La première étude, publiée dans la revue Journal of Neuroscience le 1er avril dernier et conduite par le doctorant Yaniv Sela, porte sur la manière dont les neurones des différentes régions du cerveau réagissent aux divers sons pendant le sommeil et à l’état de veille, et remet en question le rôle communément admis du thalamus, structure du cerveau située entre le cortex et le tronc cérébral, dans le blocage de la transmission des signaux sensoriel au cortex. « Le rôle de déconnection du thalamus n’est pas compatible avec nos résultats », dit-il.

L’analyse de base des sons reste la même pendant le sommeil

Utilisant des modèles murins, le chercheur a découvert que les réactions aux sons des neurones du cortex auditif étaient similaires à l’état de veille et pendant le sommeil. Par contre, il a constaté que les cellules nerveuses du cortex périrhinal, lié à la perception consciente et aux processus de mémoire, présentaient des réactions beaucoup plus faibles pendant le sommeil.
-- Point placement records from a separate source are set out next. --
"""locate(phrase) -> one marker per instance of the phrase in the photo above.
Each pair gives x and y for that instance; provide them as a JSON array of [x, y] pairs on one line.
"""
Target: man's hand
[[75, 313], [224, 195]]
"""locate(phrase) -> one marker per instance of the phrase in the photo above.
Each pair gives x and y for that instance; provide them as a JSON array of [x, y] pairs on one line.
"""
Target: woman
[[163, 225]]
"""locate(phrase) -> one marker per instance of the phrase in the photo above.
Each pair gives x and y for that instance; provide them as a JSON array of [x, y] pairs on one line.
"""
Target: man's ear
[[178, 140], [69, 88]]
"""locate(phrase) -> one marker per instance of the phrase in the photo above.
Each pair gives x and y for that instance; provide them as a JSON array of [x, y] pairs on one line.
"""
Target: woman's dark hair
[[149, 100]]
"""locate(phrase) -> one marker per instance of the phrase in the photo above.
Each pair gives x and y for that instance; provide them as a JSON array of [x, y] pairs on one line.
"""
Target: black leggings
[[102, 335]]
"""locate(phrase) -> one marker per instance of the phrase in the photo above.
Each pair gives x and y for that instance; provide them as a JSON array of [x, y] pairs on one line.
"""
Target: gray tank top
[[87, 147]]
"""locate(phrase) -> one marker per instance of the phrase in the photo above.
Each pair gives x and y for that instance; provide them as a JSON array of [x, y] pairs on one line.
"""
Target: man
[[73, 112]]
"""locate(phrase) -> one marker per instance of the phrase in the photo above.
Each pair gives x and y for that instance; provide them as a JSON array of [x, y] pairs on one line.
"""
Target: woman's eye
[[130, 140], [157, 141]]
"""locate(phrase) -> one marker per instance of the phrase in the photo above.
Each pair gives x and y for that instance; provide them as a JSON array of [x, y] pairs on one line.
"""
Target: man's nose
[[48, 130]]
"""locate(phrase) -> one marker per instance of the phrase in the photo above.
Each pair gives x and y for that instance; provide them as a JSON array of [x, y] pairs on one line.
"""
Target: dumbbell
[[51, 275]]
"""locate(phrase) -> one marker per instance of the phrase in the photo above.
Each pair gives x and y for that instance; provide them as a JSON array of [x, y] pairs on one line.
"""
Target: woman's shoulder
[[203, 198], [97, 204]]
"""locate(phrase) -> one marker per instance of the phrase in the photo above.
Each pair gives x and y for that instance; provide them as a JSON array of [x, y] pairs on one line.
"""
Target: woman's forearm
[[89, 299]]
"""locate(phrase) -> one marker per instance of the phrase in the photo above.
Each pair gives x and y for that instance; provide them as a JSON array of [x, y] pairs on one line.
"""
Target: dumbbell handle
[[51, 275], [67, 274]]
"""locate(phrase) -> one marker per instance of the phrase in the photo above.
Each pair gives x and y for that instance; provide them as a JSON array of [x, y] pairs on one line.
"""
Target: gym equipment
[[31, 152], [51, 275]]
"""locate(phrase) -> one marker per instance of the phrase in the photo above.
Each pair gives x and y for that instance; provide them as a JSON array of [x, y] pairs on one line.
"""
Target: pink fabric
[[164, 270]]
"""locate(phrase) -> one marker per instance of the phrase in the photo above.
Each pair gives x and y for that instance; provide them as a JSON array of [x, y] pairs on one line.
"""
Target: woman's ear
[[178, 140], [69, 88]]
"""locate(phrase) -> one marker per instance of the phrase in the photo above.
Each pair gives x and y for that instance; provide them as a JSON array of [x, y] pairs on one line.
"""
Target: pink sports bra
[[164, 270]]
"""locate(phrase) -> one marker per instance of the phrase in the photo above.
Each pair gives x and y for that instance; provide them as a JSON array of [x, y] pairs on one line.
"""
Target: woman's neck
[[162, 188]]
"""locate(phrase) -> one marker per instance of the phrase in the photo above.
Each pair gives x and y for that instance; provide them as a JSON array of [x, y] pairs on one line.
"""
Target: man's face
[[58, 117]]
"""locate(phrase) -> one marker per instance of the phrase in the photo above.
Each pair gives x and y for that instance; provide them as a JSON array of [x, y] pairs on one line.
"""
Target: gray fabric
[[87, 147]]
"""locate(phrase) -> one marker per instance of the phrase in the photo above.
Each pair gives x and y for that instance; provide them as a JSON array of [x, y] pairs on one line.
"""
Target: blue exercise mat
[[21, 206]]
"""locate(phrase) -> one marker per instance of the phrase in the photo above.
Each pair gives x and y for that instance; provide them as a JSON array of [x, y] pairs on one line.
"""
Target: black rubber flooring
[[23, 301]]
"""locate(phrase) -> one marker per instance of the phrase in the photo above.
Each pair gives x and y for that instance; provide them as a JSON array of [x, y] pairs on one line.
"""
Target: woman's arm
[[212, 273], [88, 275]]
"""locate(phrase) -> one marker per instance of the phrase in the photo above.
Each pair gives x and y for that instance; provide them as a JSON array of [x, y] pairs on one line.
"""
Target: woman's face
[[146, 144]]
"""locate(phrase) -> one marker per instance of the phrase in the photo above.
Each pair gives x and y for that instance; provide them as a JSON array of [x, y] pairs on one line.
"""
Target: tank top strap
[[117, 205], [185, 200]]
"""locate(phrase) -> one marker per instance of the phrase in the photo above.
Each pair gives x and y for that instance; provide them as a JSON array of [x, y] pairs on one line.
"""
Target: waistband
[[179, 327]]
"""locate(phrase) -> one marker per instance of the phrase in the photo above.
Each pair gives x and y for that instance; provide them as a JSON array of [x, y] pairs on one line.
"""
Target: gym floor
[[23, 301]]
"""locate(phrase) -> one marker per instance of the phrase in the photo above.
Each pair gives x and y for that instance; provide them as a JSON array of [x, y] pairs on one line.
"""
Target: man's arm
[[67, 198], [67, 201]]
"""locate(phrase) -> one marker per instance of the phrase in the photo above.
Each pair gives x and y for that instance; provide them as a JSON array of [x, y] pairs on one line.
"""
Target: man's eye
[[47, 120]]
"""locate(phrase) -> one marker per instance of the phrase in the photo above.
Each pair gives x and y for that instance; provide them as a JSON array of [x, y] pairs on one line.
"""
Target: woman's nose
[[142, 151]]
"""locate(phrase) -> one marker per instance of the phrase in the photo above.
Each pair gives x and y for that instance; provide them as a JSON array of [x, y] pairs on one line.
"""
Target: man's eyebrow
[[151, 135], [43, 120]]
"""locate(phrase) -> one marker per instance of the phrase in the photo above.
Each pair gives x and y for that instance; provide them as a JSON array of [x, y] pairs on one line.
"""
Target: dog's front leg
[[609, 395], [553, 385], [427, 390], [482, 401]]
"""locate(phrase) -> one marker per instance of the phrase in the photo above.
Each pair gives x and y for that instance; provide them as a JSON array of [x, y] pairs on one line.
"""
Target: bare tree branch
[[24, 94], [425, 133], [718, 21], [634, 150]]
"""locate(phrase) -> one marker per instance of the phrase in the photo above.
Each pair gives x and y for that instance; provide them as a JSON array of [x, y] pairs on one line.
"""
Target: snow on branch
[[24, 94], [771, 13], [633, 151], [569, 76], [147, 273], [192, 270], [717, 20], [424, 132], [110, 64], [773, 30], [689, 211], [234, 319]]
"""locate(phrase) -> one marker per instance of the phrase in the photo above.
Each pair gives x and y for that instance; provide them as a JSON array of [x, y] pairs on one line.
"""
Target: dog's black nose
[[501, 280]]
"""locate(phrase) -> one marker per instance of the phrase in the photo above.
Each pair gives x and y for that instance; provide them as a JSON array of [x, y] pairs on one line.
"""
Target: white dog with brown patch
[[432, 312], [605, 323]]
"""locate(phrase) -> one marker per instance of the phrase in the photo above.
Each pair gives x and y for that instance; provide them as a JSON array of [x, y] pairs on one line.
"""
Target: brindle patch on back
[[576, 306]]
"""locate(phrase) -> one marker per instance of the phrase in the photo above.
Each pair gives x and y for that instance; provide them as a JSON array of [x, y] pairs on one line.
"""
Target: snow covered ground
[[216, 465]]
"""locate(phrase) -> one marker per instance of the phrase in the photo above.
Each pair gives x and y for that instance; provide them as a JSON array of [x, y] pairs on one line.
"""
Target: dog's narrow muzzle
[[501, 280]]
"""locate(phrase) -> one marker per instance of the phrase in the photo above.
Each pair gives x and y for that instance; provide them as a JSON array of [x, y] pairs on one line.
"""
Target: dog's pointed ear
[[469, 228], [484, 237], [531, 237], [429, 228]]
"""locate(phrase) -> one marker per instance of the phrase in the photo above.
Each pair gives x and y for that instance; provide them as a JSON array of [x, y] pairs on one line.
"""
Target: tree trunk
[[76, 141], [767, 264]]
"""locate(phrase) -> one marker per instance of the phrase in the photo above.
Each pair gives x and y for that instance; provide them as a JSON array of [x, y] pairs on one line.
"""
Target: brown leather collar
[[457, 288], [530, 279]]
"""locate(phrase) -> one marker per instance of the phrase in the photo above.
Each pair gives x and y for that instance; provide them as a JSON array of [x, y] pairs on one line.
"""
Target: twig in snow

Yaniv Sela« L’analyse de base des sons reste la même pendant le sommeil, mais le cerveau endormi a du mal à créer une perception consciente du stimulus », ajoute Sela. « De plus, alors que les réactions primaires immédiates sont préservées dans le sommeil, celles qui nécessitent une communication entre les différentes régions du cortex sont fortement perturbées ».

La deuxième étude, publiée le 8 avril dans la revue Science Advances, a été menée par la doctorante Hanna Hayat du laboratoire du Prof. Nir, en collaboration avec les Prof. Tony Pickering de l’Université de Bristol, Ofer Yizhar de l’Institut Weizmann et Eric Kremer de l’Université de Montpellier. Elle a permis de constater le rôle central du locus coeruleus, un minuscule noyau du tronc cérébral, principale source de sécrétion de noradrénaline dans le cerveau, dans notre capacité à nous déconnecter de notre environnement pendant le sommeil.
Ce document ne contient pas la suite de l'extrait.